O homem
nunca pode parar de sonhar. O sonho é o alimento da alma, como a comida é o
alimento do corpo. Muitas vezes, em nossa existência, vemos os nossos sonhos
desfeitos e nossos desejos frustrados, mas é preciso continuar sonhando, senão
nossa alma morre e Ágape não penetra nela...
O Bom
Combate é aquele que é travado porque o nosso coração pede. Nas épocas
heroicas, no tempo dos cavaleiros andantes, isto era fácil, havia muita terra
para conquistar e muita coisa para fazer. Hoje em dia, porém, o mundo mudou
muito, e o Bom Combate foi transportado dos campos de atalha para dentro de nós
mesmos.
O bom
Combate é aquele que é travado em nome de nossos sonhos. Quando eles explodem em nós com todo o seu
vigor – na juventude – nós temos muita coragem par combater. Por causa disto,
nos voltamos contra nós e combatemos a nós mesmos, e passamos a ser nosso
inimigo. Dizemos que nossos sonhos eram infantis, difíceis de realizar, ou
fruto de nosso desconhecimento das realidades da vida. Matamos nossos sonhos porque
temos medo de combater o Bom Combate.
O
primeiro sintoma de que estamos matando nossos sonhos é a falta de tempo. As
pessoas mais ocupadas que conheci na minha vida sempre tinham tempo para tudo.
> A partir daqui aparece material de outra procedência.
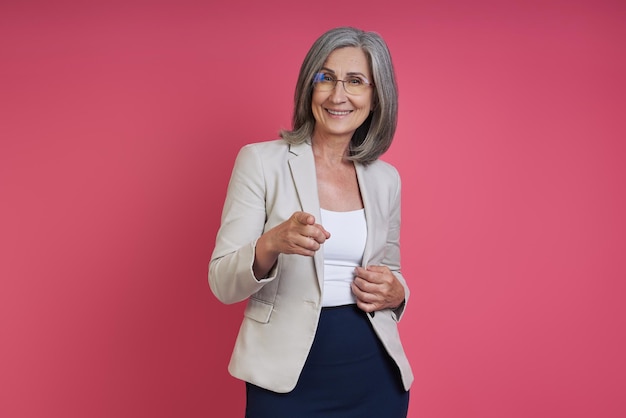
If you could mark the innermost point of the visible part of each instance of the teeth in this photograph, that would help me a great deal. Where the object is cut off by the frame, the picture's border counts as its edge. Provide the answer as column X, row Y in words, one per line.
column 338, row 113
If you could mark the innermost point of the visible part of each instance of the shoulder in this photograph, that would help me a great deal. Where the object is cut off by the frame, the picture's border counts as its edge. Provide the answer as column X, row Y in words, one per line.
column 273, row 147
column 382, row 169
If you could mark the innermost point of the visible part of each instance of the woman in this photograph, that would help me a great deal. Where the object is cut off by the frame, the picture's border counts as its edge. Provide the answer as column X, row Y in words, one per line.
column 310, row 237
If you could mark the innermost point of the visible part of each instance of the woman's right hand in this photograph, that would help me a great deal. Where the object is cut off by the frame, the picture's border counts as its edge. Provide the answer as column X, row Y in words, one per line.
column 297, row 235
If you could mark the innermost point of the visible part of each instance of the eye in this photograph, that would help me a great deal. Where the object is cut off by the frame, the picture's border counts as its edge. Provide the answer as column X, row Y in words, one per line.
column 355, row 81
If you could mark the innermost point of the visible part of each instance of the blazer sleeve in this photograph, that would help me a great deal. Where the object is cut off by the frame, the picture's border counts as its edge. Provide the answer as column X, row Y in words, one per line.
column 392, row 250
column 231, row 277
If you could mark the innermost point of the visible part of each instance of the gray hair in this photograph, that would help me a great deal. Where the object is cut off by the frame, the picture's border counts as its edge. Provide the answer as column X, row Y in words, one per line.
column 374, row 136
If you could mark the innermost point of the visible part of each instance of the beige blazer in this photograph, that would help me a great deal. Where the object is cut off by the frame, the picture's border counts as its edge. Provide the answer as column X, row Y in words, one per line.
column 270, row 181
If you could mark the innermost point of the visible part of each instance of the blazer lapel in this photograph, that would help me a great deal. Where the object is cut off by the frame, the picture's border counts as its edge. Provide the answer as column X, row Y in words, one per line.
column 302, row 166
column 368, row 194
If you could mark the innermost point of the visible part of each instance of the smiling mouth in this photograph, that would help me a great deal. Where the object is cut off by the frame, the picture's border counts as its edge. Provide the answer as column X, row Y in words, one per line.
column 338, row 112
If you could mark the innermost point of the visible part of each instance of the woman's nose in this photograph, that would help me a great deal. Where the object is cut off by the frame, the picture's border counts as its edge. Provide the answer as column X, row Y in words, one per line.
column 338, row 93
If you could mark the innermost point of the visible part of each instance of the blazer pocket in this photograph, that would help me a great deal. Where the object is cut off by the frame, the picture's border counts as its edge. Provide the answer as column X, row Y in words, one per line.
column 258, row 310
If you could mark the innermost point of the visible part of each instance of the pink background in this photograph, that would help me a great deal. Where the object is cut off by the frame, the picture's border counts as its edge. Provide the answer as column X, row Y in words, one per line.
column 119, row 126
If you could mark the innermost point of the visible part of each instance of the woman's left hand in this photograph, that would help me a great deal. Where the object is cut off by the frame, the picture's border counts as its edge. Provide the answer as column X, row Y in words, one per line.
column 376, row 288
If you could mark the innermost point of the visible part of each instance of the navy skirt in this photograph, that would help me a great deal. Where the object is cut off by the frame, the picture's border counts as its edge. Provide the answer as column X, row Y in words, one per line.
column 348, row 374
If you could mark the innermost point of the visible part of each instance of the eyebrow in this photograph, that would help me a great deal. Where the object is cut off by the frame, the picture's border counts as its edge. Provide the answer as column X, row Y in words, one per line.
column 350, row 73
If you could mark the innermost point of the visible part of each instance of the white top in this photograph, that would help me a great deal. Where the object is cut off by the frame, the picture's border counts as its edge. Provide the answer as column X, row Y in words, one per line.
column 342, row 253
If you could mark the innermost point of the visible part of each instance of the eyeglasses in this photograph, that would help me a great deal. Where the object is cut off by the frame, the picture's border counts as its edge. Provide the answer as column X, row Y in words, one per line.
column 354, row 85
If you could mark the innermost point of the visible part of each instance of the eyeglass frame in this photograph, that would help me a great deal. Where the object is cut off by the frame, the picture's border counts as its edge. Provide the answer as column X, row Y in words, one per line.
column 320, row 75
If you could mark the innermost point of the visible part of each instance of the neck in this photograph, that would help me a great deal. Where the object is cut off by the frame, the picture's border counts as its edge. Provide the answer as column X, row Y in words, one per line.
column 329, row 150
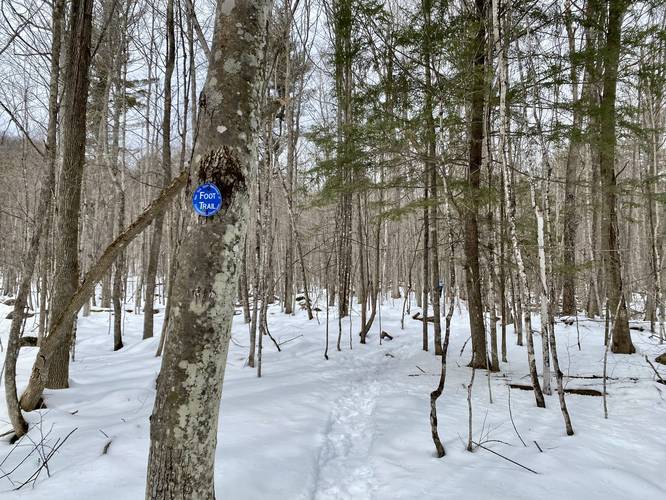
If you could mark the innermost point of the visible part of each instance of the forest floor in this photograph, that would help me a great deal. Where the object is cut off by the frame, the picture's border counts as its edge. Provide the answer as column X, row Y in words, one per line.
column 356, row 426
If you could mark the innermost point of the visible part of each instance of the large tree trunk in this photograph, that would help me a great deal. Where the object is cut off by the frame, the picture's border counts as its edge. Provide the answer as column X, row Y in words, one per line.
column 607, row 140
column 472, row 269
column 45, row 195
column 184, row 421
column 58, row 332
column 65, row 280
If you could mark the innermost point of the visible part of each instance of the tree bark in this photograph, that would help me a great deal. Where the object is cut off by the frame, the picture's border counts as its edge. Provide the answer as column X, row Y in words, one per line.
column 158, row 224
column 59, row 332
column 472, row 268
column 621, row 337
column 65, row 280
column 184, row 421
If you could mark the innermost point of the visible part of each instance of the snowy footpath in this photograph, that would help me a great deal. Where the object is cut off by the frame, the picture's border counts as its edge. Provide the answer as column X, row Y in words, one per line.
column 354, row 427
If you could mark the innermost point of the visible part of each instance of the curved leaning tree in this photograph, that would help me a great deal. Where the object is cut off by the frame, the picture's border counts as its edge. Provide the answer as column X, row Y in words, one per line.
column 183, row 427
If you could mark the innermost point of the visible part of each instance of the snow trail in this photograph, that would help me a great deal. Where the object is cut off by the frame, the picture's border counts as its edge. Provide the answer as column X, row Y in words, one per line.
column 344, row 468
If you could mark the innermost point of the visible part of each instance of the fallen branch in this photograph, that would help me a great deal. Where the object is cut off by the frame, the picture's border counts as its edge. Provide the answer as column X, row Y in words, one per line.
column 661, row 380
column 505, row 458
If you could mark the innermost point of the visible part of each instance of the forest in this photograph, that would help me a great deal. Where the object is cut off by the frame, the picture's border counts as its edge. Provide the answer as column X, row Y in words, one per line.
column 421, row 243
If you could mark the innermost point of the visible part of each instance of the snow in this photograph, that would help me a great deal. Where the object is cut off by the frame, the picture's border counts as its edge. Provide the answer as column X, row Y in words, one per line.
column 355, row 426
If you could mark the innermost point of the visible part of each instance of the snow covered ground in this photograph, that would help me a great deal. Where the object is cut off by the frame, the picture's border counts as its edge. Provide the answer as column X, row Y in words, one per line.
column 355, row 426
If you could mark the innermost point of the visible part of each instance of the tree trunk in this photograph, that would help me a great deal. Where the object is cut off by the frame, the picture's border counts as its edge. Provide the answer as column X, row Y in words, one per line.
column 472, row 268
column 13, row 343
column 59, row 332
column 156, row 240
column 184, row 421
column 621, row 337
column 65, row 280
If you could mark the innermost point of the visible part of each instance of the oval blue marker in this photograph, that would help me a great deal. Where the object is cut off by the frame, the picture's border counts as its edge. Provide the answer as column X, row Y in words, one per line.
column 207, row 200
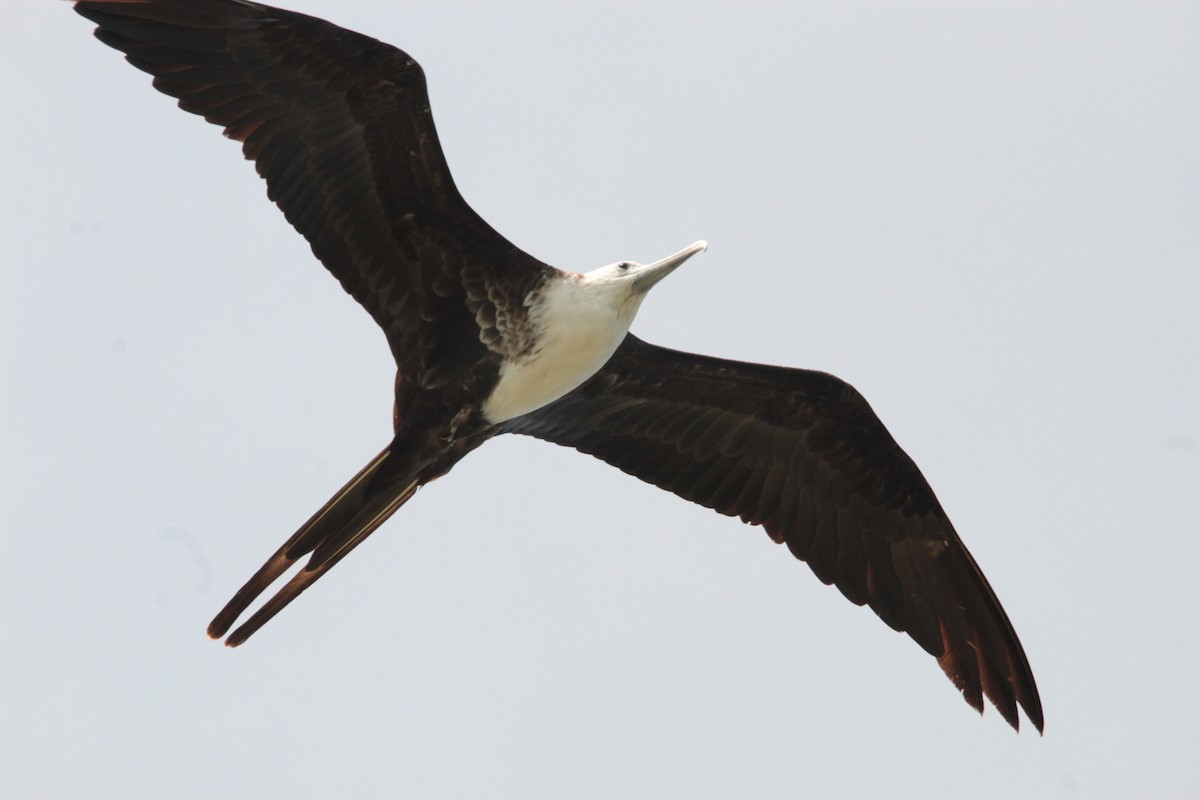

As que nada faziam estavam sempre cansadas, não davam conta do pouco trabalho
que precisavam realizar, e se queixavam constantemente que o dia era curto
demais. Na verdade, elas tinham medo de combater o Bom Combate.
O segundo
sintoma da morte de nossos sonhos são nossas certezas. Porque não queremos
olhar a vida como uma grande aventura a ser vivida, passamos a nos julgar
sábios, justos e corretos no pouco que pedimos da existência. Olhamos para além
das muralhas do nosso dia-a-dia e ouvimos o ruído de lanças que se quebram, o
cheiro de suor e de pólvora, as grandes quedas e os olhares sedentos de
conquista dos guerreiros. Mas nunca percebemos a alegria, a imensa Alegria que
está no coração de quem está lutando, porque para estes não importa nem a
vitória, nem a derrota, importa apenas combater o Bom Combate.
Finalmente,
o terceiro sintoma da morte de nossos sonhos é a Paz. A vida passa a ser uma
tarde de domingo, sem nos pedir grandes coisas, e sem exigir mais do que
queremos dar. Achamos então que estamos maduros, deixamos de lado as fantasias
da infância, e conseguimos nossa realização pessoal e profissional. Ficamos
surpresos quando alguém de nossa idade diz que quer ainda isto ou aquilo da
vida. Mas na verdade, no íntimo de nosso coração, sabemos que o que aconteceu
foi que renunciamos à luta por nossos sonhos. A combater o Bom Combate.
(...)
quando renunciamos aos nossos sonhos e encontramos a paz – temos um pequeno
período de tranquilidade. Mas os sonhos mortos começam a apodrecer dentro de
nós, e infestar todo o ambiente em que vivemos. Começamos a nos tornar cruéis
com aqueles que nos cercam, e finalmente passamos a dirigir essa crueldade
contra nós mesmos. Surgem as doenças e as psicoses. O que queríamos evitar no
combate – a decepção e a derrota – passa a ser o único legado de nossa
covardia. E um belo dia, os sonhos mortos e apodrecidos tornam o ar difícil de
respirar e passamos a desejar a morte, a morte que nos livrasse de nossas
certezas, de nossas ocupações, e daquela terrível paz das tardes de domingo.
(...) A
única maneira de salvamos nossos sonhos, é sendo generosos conosco mesmos.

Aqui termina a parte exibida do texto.